Now, research led by Lisa Ng from the A*STAR Singapore Immunology Network provides details of how the immune system responds to CHIKV - findings that could support the development of vaccines and therapies.
One problem in developing therapies against CHIKV is that most animal studies tell us little about the disease in humans. To address this, a group led by Pierre Roques at the French Alternative Energies and Atomic Energy Commission have developed a model in macaque monkeys, which are biologically very similar to humans. Ng and colleagues conducted experiments using these macaques, in line with European directives for good animal practice.
“Macaques are susceptible to experimental CHIKV infections and serve as an effective non-human primate model for detailed studies,” explains Ng. “The close evolutionary relationship between macaques and humans allows researchers to predict the effects of the disease in humans based on observations in macaques.”
Ng and her team analyzed antibodies taken from the blood of macaques infected with CHIKV at 16 days and 180 days after infection. They found that the antibodies did not just tag the virus - so that immune cells could recognize and destroy it - but also could disable the virus on their own.

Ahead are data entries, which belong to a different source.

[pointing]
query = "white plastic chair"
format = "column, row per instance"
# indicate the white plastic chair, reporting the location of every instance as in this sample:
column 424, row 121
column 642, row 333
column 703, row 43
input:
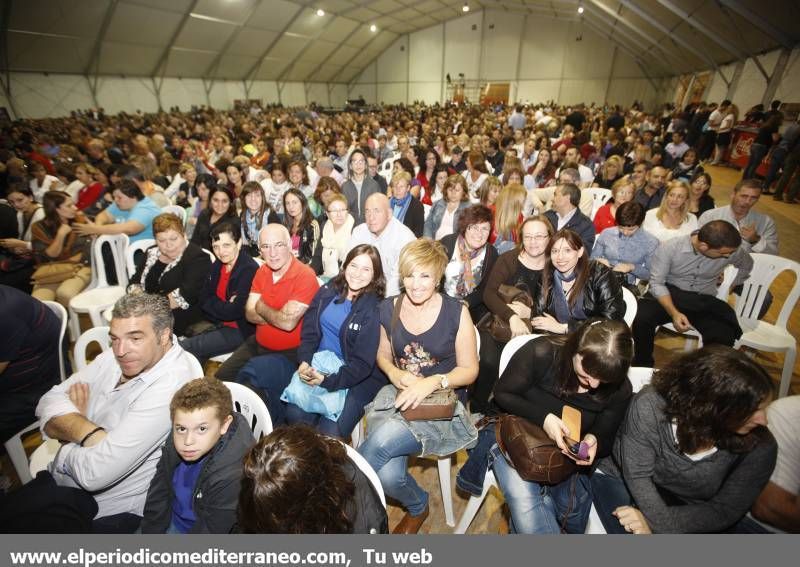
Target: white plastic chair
column 130, row 254
column 631, row 306
column 600, row 197
column 61, row 313
column 100, row 295
column 723, row 291
column 176, row 210
column 14, row 447
column 97, row 335
column 766, row 336
column 370, row 473
column 639, row 376
column 252, row 407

They also identified several specific sites on CHIKV proteins to which the antibodies bound. A number of these sites had not been previously identified, but two of them matched sites that are also recognized by human CHIKV antibodies. Both sites are at one end of a structural CHIKV protein called E2 glycoprotein.
The researchers also looked at how the immune systems of the macaques responded to two different strains of CHIKV with slightly different versions of E2 glycoprotein. Macaques infected with a strain called IMT, isolated from La Reunion Island in the Indian Ocean, had a stronger antibody response than animals infected with a strain isolated from Singapore called SGP11. Their findings correspond with observations in humans infected with the different CHIKV strains.
“These findings highlight the similarity of anti-CHIKV antibody responses in humans and macaques and also emphasize the importance of E2 glycoprotein in vaccine formulation,” says Ng. “Our study provides critical knowledge to improve understanding of CHIKV infection and immunity, vaccine design and preclinical studies.”